Il y a environ 2.500 ans, le philosophe grec Anaxagore, représentant de l'école ionienne qui comportait des penseurs et des savants aussi illustres que Thalès et Anaximandre, qui eut Périclès et Euripide pour élèves, déclarait « le but de la vie est l'investigation du Soleil, de la Lune et des cieux ». La majorité des astronomes et astrophysiciens sont encore sans doute d'accord avec lui et on peut se demander quelle aurait été sa réaction devant les succès de la science moderne et par exemple aujourd'hui avec un article publié dans Monthly Notices of the Royal Astronomical Society, et que l'on peut trouver aussi en accès libre sur arXiv.

En combinant des observations obtenues avec le télescope spatial Hubble, le défunt Spitzer et au sol le réseau de radiotélescopes de l'Atacama Large Millimetre Array (Alma) et quelques autres instruments de la noosphère, une équipe internationale d'astronomes menée par le Français Nicolas Laporte du Cambridge's Institute of Astronomy et le Britannique Richard Ellis (University College London) vient de préciser la période de l'histoire du cosmos observable marquant la fin des âges sombres.

Appelée parfois Renaissance cosmique et le plus souvent maintenant Aube cosmique (Cosmic Dawn, en anglais), il ne s'agit rien de moins que du début de l'allumage des premières étoiles dans les premières galaxies naissantes sous l'influence de l'effondrement gravitationnel de la matière noire dans le cadre du modèle cosmologique standard.

Plusieurs estimations en avaient déjà été avancées et il semblait clair que cela n'avait pu se produire que quelques centaines de millions d'années après la fin du Big Bang, une fois l'Univers observable devenu transparent suite à l'émission du rayonnement fossile, lorsque les atomes et les molécules neutres sont apparus.

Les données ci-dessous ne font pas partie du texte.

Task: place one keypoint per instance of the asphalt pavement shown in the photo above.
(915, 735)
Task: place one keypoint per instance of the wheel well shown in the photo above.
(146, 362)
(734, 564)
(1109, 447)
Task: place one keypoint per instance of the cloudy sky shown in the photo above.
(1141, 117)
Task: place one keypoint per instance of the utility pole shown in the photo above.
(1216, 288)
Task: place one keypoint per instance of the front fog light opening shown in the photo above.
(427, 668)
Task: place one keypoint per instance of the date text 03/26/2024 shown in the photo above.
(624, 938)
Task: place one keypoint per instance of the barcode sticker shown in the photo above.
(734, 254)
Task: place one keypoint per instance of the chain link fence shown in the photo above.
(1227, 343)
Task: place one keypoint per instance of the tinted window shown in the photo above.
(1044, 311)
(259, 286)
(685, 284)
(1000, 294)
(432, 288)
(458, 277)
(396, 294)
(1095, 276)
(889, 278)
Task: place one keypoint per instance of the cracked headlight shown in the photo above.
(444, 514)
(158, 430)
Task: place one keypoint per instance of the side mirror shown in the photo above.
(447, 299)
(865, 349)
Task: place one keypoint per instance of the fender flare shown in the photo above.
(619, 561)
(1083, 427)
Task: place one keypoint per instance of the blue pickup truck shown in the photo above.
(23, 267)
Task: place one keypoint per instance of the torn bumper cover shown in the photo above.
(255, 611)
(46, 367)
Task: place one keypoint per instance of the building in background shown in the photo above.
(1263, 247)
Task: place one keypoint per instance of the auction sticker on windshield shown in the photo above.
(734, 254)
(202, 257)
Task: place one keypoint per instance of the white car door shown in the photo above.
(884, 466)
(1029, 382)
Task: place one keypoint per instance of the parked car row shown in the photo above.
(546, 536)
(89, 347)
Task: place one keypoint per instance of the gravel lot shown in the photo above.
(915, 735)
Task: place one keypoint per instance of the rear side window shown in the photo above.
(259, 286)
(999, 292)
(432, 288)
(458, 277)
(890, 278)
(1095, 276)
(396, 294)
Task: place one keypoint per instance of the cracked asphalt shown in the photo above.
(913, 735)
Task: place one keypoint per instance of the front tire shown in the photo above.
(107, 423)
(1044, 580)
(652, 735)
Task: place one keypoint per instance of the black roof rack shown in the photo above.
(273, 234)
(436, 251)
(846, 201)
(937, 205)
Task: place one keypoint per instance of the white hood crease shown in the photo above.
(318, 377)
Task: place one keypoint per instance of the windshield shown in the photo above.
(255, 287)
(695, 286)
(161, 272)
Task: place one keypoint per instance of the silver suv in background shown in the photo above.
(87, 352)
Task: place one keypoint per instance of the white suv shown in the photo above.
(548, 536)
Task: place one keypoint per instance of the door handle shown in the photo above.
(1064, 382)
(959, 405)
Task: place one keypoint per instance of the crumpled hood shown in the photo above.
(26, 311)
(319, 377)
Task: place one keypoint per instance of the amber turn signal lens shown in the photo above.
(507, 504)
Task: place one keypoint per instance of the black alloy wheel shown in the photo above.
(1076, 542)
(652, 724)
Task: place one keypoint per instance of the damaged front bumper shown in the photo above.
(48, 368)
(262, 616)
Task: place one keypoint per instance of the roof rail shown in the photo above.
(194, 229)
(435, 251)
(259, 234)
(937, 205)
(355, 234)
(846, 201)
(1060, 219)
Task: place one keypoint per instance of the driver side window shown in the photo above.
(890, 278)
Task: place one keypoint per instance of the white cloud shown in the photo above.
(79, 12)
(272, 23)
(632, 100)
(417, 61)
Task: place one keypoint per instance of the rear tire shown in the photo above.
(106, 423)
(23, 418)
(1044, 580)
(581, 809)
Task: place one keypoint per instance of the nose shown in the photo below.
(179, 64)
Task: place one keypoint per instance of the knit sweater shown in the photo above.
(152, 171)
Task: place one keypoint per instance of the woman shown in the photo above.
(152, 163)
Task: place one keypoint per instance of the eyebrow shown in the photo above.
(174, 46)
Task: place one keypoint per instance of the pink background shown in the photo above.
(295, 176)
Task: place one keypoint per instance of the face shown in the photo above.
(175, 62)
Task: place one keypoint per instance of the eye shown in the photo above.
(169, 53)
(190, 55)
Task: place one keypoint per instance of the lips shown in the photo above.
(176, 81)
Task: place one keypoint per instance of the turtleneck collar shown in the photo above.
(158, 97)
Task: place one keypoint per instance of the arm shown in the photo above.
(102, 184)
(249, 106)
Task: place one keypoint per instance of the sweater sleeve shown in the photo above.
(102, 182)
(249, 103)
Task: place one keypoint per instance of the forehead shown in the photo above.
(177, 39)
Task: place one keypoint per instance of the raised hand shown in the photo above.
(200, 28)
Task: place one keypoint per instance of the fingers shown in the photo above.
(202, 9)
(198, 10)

Avant, le cosmos était largement plongé dans l'obscurité, enfin pour des yeux d'Homo sapiens s'ils avaient été présents car du rayonnement existait bel et bien.

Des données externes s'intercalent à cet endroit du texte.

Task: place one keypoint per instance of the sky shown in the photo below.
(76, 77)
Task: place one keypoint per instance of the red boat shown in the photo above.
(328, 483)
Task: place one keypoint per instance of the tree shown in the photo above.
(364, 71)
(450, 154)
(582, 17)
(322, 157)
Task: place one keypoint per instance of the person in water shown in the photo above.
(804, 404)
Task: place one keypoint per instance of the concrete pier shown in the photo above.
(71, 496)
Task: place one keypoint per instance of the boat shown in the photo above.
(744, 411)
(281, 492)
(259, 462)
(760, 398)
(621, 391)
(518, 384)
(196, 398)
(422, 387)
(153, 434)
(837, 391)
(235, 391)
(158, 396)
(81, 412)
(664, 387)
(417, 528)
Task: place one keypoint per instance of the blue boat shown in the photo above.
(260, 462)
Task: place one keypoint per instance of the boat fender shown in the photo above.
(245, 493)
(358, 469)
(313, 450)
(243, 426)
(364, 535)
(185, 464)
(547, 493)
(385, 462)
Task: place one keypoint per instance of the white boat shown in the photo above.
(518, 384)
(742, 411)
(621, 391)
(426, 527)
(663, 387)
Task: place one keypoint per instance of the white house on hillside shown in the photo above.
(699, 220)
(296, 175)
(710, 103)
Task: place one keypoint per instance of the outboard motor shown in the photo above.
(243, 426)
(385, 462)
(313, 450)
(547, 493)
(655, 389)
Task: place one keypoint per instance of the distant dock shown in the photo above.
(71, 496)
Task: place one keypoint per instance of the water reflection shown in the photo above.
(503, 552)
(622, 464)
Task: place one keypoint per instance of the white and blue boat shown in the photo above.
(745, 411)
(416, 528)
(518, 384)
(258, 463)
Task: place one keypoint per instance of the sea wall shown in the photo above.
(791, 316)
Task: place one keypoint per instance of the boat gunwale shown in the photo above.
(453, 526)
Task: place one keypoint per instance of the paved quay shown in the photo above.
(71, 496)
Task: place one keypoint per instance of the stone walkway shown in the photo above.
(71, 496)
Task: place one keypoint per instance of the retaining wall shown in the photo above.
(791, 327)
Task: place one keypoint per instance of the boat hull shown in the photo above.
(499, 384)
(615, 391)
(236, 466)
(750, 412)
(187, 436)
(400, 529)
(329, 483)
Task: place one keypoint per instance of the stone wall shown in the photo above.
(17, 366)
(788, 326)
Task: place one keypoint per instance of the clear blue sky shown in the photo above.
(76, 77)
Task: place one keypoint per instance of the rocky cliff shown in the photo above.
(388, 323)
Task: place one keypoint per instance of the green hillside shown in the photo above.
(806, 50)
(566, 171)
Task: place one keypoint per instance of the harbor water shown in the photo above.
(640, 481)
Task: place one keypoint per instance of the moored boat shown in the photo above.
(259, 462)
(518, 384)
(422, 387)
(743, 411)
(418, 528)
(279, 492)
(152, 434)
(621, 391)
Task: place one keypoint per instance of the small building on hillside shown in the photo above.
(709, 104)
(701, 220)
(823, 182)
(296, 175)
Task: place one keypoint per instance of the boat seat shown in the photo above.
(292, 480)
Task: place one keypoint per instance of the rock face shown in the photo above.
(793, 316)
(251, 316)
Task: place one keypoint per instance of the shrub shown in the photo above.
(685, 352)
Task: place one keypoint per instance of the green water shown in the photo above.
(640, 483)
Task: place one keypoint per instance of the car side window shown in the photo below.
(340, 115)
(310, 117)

Image en couleur de l'amas de galaxies utilisé pour détecter et étudier par effet de lentille gravitationnelle l'une des six plus vieilles galaxies connues, MACS0416-JD. Cette galaxie a un âge estimé à 351 millions d'années, ce qui signifie que sa formation a débuté 178 millions d'années après le Big Bang. La masse stellaire de cette galaxie est un milliard de fois la masse du Soleil. Cet objet est actuellement en fait la galaxie la plus éloignée détectée avec Alma. © ESA/Hubble, Nasa, HST Frontier Fields

Le spectre de Balmer, clé de la détermination de l'âge des premières étoiles

Aujourd'hui, on avance donc que l'effondrement de la matière baryonique a conduit à la naissance des premières étoiles entre 250 et 350 millions d'années après la « recombinaison », comme disent les cosmologistes étudiant le rayonnement fossile. L'allumage des premières étoiles, vraisemblablement très massives, a certainement contribué à ce que l'on appelle aussi la réionisation, c'est-à-dire le retour à l'état ionisé d'une partie des atomes.

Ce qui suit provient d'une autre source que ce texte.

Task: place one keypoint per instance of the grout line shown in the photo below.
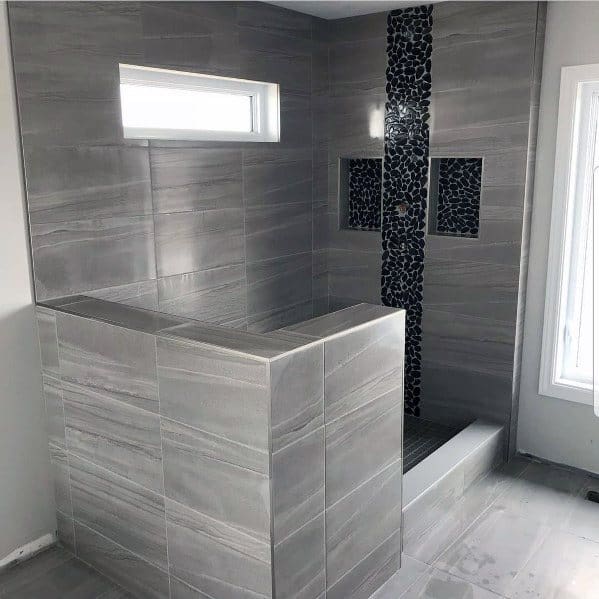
(168, 563)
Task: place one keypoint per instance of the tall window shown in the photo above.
(164, 104)
(567, 357)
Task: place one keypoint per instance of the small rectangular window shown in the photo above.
(163, 104)
(567, 356)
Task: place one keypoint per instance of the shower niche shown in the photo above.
(455, 185)
(360, 193)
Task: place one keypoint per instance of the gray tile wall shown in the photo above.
(187, 463)
(355, 64)
(218, 232)
(483, 70)
(363, 433)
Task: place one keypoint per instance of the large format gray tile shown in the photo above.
(92, 254)
(280, 230)
(65, 529)
(54, 410)
(202, 472)
(297, 395)
(458, 65)
(544, 494)
(360, 522)
(471, 289)
(117, 363)
(342, 320)
(188, 242)
(64, 100)
(142, 294)
(297, 484)
(362, 443)
(216, 295)
(118, 314)
(259, 346)
(269, 18)
(191, 179)
(214, 557)
(451, 340)
(433, 520)
(459, 395)
(277, 284)
(121, 565)
(217, 391)
(364, 365)
(563, 567)
(458, 23)
(13, 578)
(358, 66)
(411, 570)
(73, 184)
(114, 435)
(497, 546)
(583, 520)
(194, 37)
(436, 584)
(120, 510)
(299, 563)
(275, 57)
(371, 573)
(270, 321)
(355, 275)
(60, 474)
(46, 329)
(273, 176)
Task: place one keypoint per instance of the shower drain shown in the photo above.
(593, 496)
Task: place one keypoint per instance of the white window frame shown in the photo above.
(265, 104)
(564, 215)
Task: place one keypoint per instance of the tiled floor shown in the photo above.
(532, 535)
(57, 574)
(422, 437)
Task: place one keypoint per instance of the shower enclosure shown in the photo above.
(269, 365)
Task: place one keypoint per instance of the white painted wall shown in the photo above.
(26, 497)
(554, 429)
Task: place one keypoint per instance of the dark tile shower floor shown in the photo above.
(422, 437)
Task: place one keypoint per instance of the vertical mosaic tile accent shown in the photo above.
(458, 203)
(409, 49)
(364, 193)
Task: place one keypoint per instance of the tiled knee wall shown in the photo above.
(172, 495)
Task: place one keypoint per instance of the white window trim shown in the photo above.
(548, 385)
(265, 103)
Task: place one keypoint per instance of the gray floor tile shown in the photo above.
(411, 570)
(563, 567)
(545, 494)
(492, 552)
(104, 501)
(37, 567)
(70, 580)
(362, 443)
(436, 584)
(214, 557)
(583, 520)
(421, 438)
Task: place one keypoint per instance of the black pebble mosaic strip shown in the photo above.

Comment les chercheurs s'y sont-ils pris pour déterminer cette nouvelle estimation de la période de l'Aube cosmique ? Ils se sont basés sur une particularité du comportement des populations d'atomes d'hydrogène dans les atmosphères des jeunes étoiles massives. Elle est liée au spectre dans le visible de ces atomes, c'est-à-dire avec la fameuse série de raies spectrales dite de Balmer. En l'occurrence, la particularité se nomme en anglais le Balmer break, en référence à une discontinuité dans l'intensité du rayonnement d'une population d'atomes d'hydrogène selon la série de Balmer. Cette discontinuité évolue avec le vieillissement des jeunes étoiles dans le Cosmos primordial, moins d'un milliard d'années avant sa naissance. Cette évolution permet donc de calculer les âges de ces étoiles.

Les astrophysiciens ont pu détecter et mesurer le Balmer break dans six des plus anciennes galaxies connues grâce à Hubble et Spitzer. Les distances et donc les âges de ces galaxies ont été déduits des mesures faites avec Alma, le VLT également de l'ESO et aussi les télescopes jumeaux Keck à Hawaï et le télescope Gemini-South. En mesurant en plus les âges des étoiles dans ces galaxies déjà fort anciennes on peut en déduire quand la formation stellaire a débuté.

Ce succès est très encourageant car il confirme qu'une fois en orbite, le télescope James-Webb devrait bel et bien nous permettre d'observer et d'étudier la naissance des premières étoiles et des premières galaxies.